Le voyage du président Macron en Nouvelle-Calédonie dans le Téléjournal de la RTS du 23 mai 2024:


Contenu externe

La Nouvelle-Calédonie relève de la souveraineté de la France depuis le milieu du 19e siècle. Sa situation est avantageuse sur le plan géopolitique et militaire; l’île possède en outre de riches gisements de nickel. Mais la situation politique et sociale, tendue depuis des décennies, s’est embrasée à la mi-mai avec pour résultat des manifestations, des blocages de routes, des pillages de magasins, des émeutes et même dix morts.

Deux mois et demi après le début des troubles, l’île a retrouvé un calme relatif. Mais l’économie est dévastée.

Jean Rohleder suit ces événements notamment via la plateforme d’information La 1ère Nouvelle-CalédonieLien externe. Mais pour le linguiste suisse, ce média public ne raconte pas toute l’histoire. «Ils présentent les événements comme une révolte de jeunes bourrés.
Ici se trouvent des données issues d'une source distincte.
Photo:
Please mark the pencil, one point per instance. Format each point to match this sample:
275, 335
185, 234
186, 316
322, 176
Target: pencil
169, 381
Je n’ai pas vu de reportage sur La 1ère qui se soit penché sur le contexte réel», déplore-t-il.

Deux hommes à une table


Jean Rohleder (à gauche) a partagé la vie de la population locale pour mieux étudier sa langue.


Jean Rohleder

Une modification législative controversée

L’élément déclencheur des violentes manifestations en Nouvelle-Calédonie est une réforme législative venue de France. Il est prévu qu’à l’avenir, toutes les personnes vivant depuis dix ans dans le pays auront le droit de vote. Actuellement, seules les personnes qui résidaient déjà dans le pays entre 1988 et 1998 peuvent voter.

Mais ce qui semble être une évidence démocratique a provoqué la révolte de la population autochtone, les Kanaks. Ils craignent de devenir encore plus minoritaires qu’ils ne le sont déjà.

Le fait que tous les résidents n’aient pas actuellement le même droit de vote est une violation des principes démocratiques. Mais cela s’explique. Le système actuel vise à éviter que la population originelle de l’île ne se trouve encore plus minoritaire en raison de l’afflux de nouveaux arrivants.

«Cette règle sur le code électoral fait partie de l’accord qui a permis la paix dans le pays après les luttes pour l’indépendance en 1989», explique Jean Rohleder. De nombreux Calédoniens sont donc aujourd’hui choqués que cela soit modifié unilatéralement par la France.

Plus

lire plus Tout sur les Suisses de l’étranger

Des droits spécifiques

La population d’origine bénéficie aussi de droits spécifiques. C’est par exemple le cas avec la «terre coutumière» – des terrains issus de réserves et de restitutions de terres qui ne peuvent être ni vendus ni donnés. Ces terres appartiennent collectivement aux communautés indigènes qui peuvent y construire sans restriction et y mener une vie traditionnelle.

Mais les populations d’origine sont en minorité numérique. Seulement 40% de la population de Nouvelle-Calédonie est d’ethnie kanak. «Les Kanaks n’ont rien contre l’arrivée de nouvelles personnes, mais ils exigent des règles», déclare Jean Rohleder.

Leur problème, ce sont les grands propriétaires terriens français qui, en consommant beaucoup d’eau, mettent en danger l’approvisionnement des autres, détruisent le sol avec leurs grands troupeaux de bovins et réduisent les chances des Kanaks sur le marché de l’emploi et du logement, précise encore le linguiste suisse. Par ailleurs, les Français qui s’installent en Nouvelle-Calédonie ne quittent guère la capitale et ne s’intéressent pas à la culture kanak.

Mais la situation en Nouvelle-Calédonie n’a pas dérapé uniquement à cause de la réforme électorale. Celle-ci a n’a été que l’étincelle qui a enflammé la colère des Kanaks. L’île a déjà voté trois fois sur l’indépendanceLien externe vis-à-vis de la France – par le biais de référendums que les Kanaks avaient obtenus de haute lutte. Par deux fois, le référendum n’avait pas obtenu la majorité et conformément aux accords entre la France et les indépendantistes, un troisième scrutin devait être organisé au cas où les deux premiers débouchaient sur un refus de l’indépendance.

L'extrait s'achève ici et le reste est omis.